Lemon Balm is not a strong medicine. "It has no side effects and can be mixed with other herbs in a beneficial way. A simple sedative and effective mood elevator and antidepressant. An effective Antispasmodic for conditions such as menstrual cramps, stomach, diarrhea, and gas pain." ~Michael Moore. Medicinal Plants of the Pacific West.
Lemon Balm also known by its European Pharmacopoeial name, Melissae folium, has a long history of medicinal use for mild stress relief and aid to sleep. M. folium is also documented to *"treat the symptoms of mild digestive disorders including bloating and flatulence (wind)."
"Mildly antiviral and the tea can be drunk for flu, head colds and fevers. There is relevance for use with specific virus's" and other treatments in researching the Pharmacopoeial.
*Lemon balm has documented antiviral effects. "Some studies involving human subjects have shown that topical preparations of lemon balm are effective against herpes simplex." Especially cold sores.
An Herb Society of America PDF, has voluminous information on this useful herb including a host of great recipes. Lemon Balm is truly a versatile herb and one you will want to have on hand and in your garden or in a pot on the windowsill.
Plant Lemon Balm in your Garden
The photo of Lemon Balm above is a transplant from an old homestead east of Elkton, OR. The herb transplants easily, rarely need fertilizing, does well in medium to large pots, 5 gallon and larger.
Your neighbor or friend has Melissa officinalis growing in the garden you could transplant to your own.
You can also plant it in your garden bed. It is prolific and gardeners do complain that it takes over. If this is a worry, try a flowerpot instead.

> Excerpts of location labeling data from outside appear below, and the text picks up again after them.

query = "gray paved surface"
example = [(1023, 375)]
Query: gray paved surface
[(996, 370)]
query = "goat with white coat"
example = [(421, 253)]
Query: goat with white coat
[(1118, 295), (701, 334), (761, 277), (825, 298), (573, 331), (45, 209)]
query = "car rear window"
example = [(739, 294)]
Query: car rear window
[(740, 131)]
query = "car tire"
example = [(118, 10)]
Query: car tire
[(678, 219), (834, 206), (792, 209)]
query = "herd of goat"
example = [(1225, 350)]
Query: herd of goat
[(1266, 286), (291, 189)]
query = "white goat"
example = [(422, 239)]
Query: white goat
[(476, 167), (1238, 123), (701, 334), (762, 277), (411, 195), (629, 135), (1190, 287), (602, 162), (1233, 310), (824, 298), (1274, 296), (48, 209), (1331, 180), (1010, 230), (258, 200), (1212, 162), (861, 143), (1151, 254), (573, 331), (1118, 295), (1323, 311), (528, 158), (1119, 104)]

Companion Plants with Lemon Balm
Attractive with its light lemony green color. We grow Nasturtium on the coast and these edible and happy plants make great companion plants with Melissa officinalis. Planting will attract Honeybees. Which is always good to have these busy pollinators out in the garden.
We have Bleeding Heart growing in our planter of Melissa officinalis. They grow well together as you can see in the very top photo of the two plants.

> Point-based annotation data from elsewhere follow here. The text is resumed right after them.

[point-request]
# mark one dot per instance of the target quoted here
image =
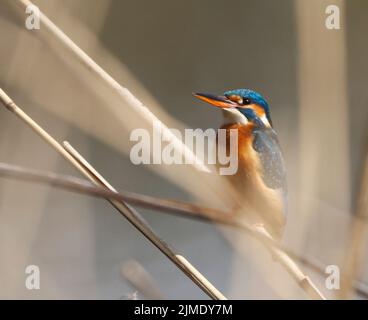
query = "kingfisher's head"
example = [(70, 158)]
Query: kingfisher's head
[(235, 102)]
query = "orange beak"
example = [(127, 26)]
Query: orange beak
[(218, 101)]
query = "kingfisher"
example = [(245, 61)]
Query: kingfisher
[(260, 180)]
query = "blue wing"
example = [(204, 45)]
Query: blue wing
[(265, 142)]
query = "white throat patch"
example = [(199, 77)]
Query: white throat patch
[(232, 115)]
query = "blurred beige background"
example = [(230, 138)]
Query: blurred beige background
[(313, 78)]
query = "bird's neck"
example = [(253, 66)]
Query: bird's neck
[(233, 116)]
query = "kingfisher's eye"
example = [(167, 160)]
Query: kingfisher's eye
[(246, 101), (235, 98)]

We do enjoy this special herb. And will often pick and crush a leaf and sit with it for its calming effect. Not a strong flavored member of the mint family. Just a gentle feel-good herb that reminds us to slow down and enjoy this wonderful world we are part of.

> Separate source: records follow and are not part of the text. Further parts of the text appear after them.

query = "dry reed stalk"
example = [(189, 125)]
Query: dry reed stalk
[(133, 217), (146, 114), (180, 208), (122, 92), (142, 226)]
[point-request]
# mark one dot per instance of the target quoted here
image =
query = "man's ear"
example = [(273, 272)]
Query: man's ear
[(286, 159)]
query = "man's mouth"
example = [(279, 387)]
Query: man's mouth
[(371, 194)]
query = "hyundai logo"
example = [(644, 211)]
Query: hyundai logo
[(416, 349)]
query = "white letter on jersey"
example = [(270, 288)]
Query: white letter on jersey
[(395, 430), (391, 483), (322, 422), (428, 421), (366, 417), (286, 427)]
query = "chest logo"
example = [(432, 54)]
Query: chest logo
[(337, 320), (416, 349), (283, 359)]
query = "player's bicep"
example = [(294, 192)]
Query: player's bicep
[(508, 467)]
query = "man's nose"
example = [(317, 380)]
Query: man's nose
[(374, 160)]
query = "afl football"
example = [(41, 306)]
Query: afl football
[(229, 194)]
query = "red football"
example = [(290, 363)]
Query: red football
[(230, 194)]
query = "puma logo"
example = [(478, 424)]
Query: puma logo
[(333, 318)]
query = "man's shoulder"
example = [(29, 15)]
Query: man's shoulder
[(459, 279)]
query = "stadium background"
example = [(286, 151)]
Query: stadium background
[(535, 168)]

*As mentioned earlier, this plant is also known as Bee Balm, it should not be confused with ("Monarda
didyma, which also bears this common name").
If you are familiar with Lemon Balm. We would like to hear how you use it. If you enjoy it and any questions or comments you have about this plant.
In time when you can wander again. You may find your own patch of Melissa officinalis hiding in the grass of an old homestead. Happy foraging.